Antibiotic resistance is reaching such dangerous proportions that the entire global health system is at risk of collapse, the World Health Organization (WHO) warned on November 16. The agency released a report highlighting many of the myths about antibiotics that people believe worldwide, and how these contribute to the spread of antibiotic resistance.
“The rise of antibiotic resistance is a global health crisis,” said WHO head, Margaret Chan. “More and more governments recognize (it is) one of the greatest threats to health today.”
“Super bugs haunt hospitals and intensive care units all around the world,” Chan said, and their increasing prevalence threatens to push the world into “a post-antibiotic era, in which common infections will once again kill.”
Antibiotic resistance naturally emerges as a result of natural selection, similar to pesticide resistance in insects or plants.
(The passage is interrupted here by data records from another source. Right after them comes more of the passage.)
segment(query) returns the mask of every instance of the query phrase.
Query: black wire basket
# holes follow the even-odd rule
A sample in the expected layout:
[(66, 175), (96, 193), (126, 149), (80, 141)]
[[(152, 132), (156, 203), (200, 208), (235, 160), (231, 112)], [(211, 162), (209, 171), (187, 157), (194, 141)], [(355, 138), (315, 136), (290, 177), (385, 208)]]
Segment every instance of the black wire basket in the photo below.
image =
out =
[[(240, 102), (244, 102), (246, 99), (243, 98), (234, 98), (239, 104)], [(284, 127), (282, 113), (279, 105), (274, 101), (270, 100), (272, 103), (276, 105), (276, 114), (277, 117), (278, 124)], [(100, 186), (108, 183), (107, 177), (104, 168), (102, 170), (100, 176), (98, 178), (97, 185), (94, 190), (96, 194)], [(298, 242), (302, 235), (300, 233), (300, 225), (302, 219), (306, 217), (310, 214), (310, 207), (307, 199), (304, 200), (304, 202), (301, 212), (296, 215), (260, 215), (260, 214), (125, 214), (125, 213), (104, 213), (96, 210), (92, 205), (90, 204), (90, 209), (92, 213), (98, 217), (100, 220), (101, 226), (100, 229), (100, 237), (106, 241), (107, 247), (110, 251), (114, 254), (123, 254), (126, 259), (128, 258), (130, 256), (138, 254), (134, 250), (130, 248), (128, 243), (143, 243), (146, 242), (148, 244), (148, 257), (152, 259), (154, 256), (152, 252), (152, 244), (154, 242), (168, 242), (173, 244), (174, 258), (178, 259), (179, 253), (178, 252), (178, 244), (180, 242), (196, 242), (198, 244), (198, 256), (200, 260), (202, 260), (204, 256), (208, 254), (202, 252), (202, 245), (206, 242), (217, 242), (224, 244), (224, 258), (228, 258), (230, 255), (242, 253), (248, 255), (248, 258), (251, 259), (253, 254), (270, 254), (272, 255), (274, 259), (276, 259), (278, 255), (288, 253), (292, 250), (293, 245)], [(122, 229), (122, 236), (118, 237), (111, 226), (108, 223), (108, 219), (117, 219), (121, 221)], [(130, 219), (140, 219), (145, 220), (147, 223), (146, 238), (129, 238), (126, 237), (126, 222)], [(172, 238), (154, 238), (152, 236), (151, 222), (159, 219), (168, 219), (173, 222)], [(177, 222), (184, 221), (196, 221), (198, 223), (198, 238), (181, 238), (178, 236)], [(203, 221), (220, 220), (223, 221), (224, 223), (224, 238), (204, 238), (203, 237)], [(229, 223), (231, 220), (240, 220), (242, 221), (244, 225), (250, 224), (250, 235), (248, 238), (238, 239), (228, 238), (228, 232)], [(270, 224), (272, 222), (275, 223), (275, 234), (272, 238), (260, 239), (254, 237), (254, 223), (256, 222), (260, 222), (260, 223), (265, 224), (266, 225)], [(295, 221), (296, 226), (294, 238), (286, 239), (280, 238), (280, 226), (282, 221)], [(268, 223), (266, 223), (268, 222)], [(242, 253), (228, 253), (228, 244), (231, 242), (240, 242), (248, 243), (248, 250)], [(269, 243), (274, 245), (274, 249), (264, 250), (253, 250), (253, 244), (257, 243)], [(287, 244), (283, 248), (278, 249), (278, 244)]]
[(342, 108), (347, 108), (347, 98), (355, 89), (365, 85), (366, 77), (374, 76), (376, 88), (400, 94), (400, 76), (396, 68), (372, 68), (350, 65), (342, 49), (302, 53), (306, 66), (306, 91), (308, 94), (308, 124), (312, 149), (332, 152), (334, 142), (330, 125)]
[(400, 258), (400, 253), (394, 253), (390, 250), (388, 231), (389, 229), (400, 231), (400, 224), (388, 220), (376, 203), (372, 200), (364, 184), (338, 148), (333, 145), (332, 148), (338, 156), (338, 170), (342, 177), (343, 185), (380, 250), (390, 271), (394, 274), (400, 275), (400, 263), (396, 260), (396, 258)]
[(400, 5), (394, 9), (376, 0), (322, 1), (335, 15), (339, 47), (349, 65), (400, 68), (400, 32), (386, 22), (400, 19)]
In the course of their evolution, bacteria have developed a wide array of defenses against the chemicals that other organisms produce in order to kill them – the chemicals that antibiotics are derived from or based on. Different bacteria naturally vary in their resistance to different chemicals. But when a person is treated with antibiotics, all the bacteria most susceptible to that drug die, leaving only the more resistant organisms to reproduce and pass their resistance on to the next generation.
Although this process is inevitable, it can be worsened and sped up by poor antibiotic practices – and this is exactly what is happening, the WHO warns. The agency recently surveyed people in 12 countries on their ideas about antibiotic use and resistance. The results revealed widespread and dangerous misconceptions, the agency said.